Mastodon, a Twitter-like social media platform, recently patched several critical bugs after researchers funded by the Mozilla Foundation discovered them. This situation highlights the trade-off of open-source software development: publicly available code can be reviewed and exploited by anyone. Mozilla had announced plans to use Mastodon for some corporate communications, so they paid German security firm Cure53 to pen-test the social network.
Mastodon has become a popular decentralized application, with 14.5 million users. It is a “federation” of several thousand separate “instances” that serve people content, and anyone can run their own or join another instance. Five bugs were patched, with one potential exploit, #TootRoot, giving hackers root access to Mastodon instances. This could have caused compromised accounts and other phishing schemes. Large servers were sent pre-announcements about the security holes in recent weeks, so they could quickly deploy a patch when it went live.

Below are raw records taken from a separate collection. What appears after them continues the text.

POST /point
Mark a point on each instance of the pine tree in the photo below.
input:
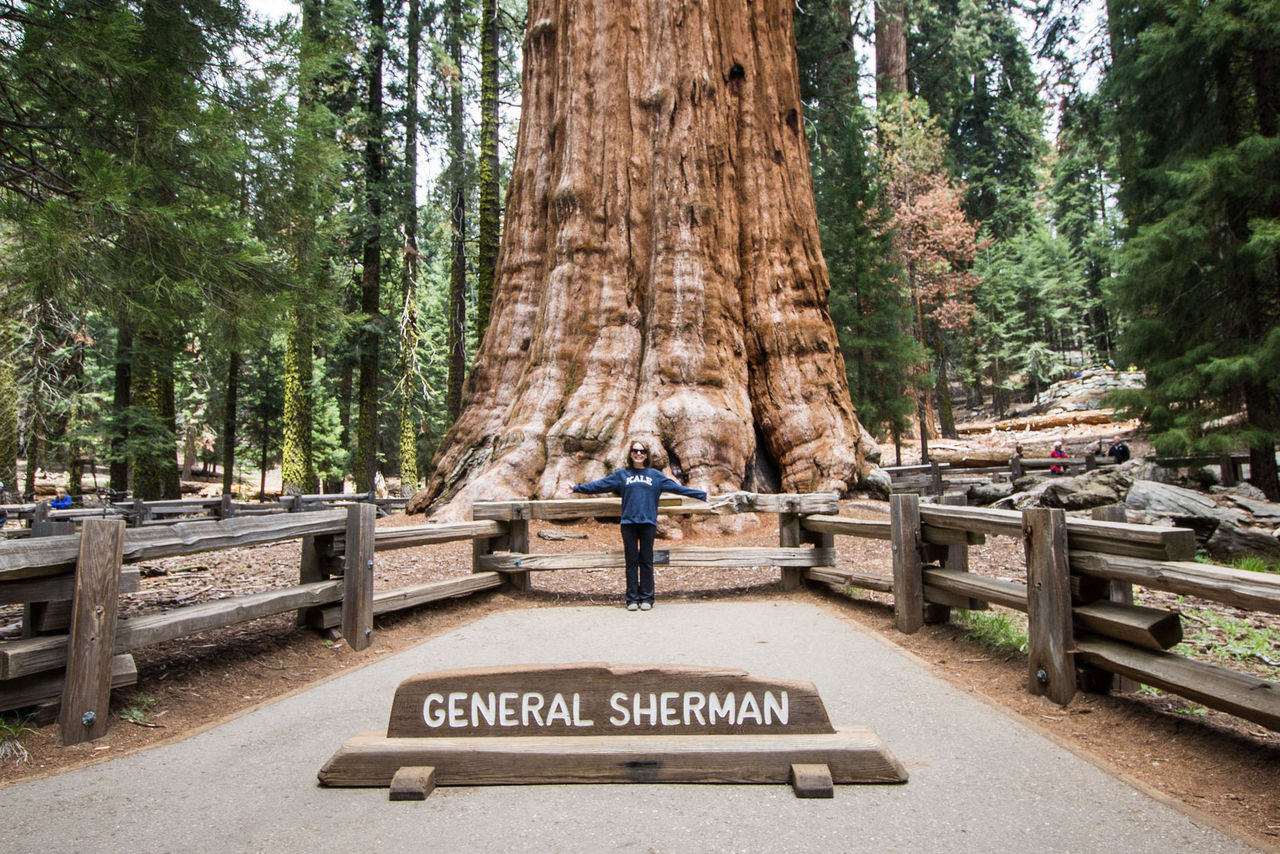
(867, 301)
(1197, 101)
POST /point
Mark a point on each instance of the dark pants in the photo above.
(638, 546)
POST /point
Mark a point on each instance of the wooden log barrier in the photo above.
(608, 724)
(1217, 688)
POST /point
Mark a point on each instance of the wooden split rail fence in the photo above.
(44, 519)
(1083, 629)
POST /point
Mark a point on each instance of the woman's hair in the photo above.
(643, 444)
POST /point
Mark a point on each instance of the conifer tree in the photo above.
(1197, 103)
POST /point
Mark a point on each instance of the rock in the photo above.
(1230, 543)
(988, 493)
(1084, 492)
(1176, 502)
(1262, 511)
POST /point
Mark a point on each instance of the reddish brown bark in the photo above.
(659, 273)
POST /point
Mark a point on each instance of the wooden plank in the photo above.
(908, 581)
(851, 578)
(48, 686)
(87, 692)
(1138, 625)
(59, 587)
(864, 528)
(1217, 688)
(1238, 588)
(1010, 594)
(394, 538)
(411, 597)
(412, 782)
(1086, 534)
(1051, 671)
(567, 508)
(677, 556)
(983, 520)
(36, 654)
(48, 556)
(854, 754)
(812, 781)
(357, 578)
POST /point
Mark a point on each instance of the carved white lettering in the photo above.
(668, 711)
(457, 715)
(506, 711)
(437, 717)
(644, 711)
(694, 704)
(775, 709)
(617, 702)
(577, 712)
(558, 709)
(721, 708)
(531, 707)
(749, 708)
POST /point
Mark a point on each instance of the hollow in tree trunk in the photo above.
(659, 273)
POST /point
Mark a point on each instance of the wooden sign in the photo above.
(608, 724)
(602, 699)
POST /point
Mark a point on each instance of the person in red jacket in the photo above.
(1057, 453)
(640, 488)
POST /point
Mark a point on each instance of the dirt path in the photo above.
(1225, 770)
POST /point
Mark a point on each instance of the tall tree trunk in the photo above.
(490, 205)
(231, 419)
(659, 273)
(370, 283)
(457, 338)
(119, 470)
(154, 460)
(890, 48)
(8, 427)
(297, 466)
(408, 333)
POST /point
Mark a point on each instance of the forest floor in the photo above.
(1223, 770)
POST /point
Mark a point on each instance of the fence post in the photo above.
(87, 689)
(955, 557)
(908, 574)
(1228, 469)
(318, 562)
(790, 535)
(357, 576)
(1051, 667)
(936, 474)
(1119, 592)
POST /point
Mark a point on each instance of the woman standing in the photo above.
(640, 488)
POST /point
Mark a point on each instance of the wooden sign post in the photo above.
(608, 724)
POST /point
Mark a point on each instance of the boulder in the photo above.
(1179, 503)
(1086, 492)
(988, 493)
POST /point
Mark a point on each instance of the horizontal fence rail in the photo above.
(1083, 628)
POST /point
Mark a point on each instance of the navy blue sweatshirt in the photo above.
(640, 489)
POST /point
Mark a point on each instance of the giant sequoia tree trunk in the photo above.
(659, 273)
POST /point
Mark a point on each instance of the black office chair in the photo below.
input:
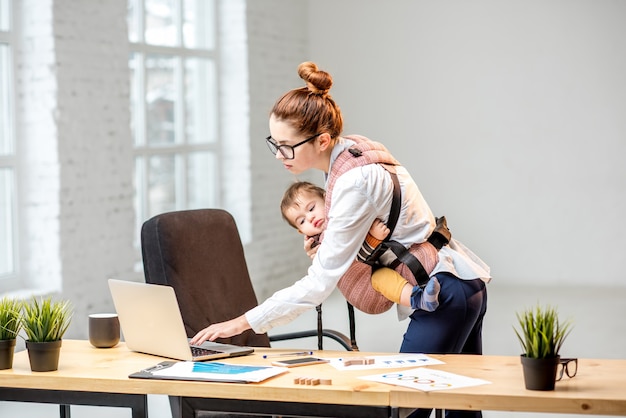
(199, 253)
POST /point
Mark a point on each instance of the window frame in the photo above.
(180, 149)
(10, 280)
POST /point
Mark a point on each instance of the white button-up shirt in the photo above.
(360, 196)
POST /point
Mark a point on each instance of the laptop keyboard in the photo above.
(200, 351)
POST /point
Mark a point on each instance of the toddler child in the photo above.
(303, 207)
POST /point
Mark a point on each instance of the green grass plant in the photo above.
(44, 320)
(10, 311)
(541, 334)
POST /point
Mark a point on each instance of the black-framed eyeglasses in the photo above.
(287, 151)
(568, 366)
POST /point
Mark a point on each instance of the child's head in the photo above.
(303, 208)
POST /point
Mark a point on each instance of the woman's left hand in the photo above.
(221, 330)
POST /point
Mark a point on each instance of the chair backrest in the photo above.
(199, 253)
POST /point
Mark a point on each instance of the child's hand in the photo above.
(379, 230)
(311, 246)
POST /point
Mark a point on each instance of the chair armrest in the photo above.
(328, 333)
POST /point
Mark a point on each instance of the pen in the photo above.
(299, 353)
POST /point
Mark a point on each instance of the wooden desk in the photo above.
(599, 388)
(91, 376)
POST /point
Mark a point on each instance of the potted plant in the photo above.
(10, 325)
(541, 336)
(44, 323)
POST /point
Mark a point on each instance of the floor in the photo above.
(596, 313)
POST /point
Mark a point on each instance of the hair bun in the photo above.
(317, 81)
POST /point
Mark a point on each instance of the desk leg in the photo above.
(64, 411)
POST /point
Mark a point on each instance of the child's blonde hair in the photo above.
(294, 191)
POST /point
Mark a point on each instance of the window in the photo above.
(7, 154)
(174, 105)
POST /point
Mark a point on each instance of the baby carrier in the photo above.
(415, 263)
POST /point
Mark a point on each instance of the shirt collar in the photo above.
(341, 145)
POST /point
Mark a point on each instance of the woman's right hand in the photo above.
(311, 246)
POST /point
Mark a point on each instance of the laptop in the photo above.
(151, 323)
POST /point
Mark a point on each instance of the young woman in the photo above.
(306, 126)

“As far as I can tell, none of Mastodon’s 14.5 million users were affected by the bad lines of code, which seem to have been unexploited,” said The Node newsletter. This raises the question of how long the critical issues would have sat dormant had Mozilla not been interested in paying to see if Mastodon was secure.
The security of shared networks is totally subject to market forces, and financial incentives cut both ways for hackers. This is especially true in the world of crypto, where applications can become “multi-million dollar bug bounties” or grab bags for hackers. Solutions like a “circuit breaker” that would pause protocols seeing abnormal withdrawals are admirable, but there are no easy fixes to crypto’s problems.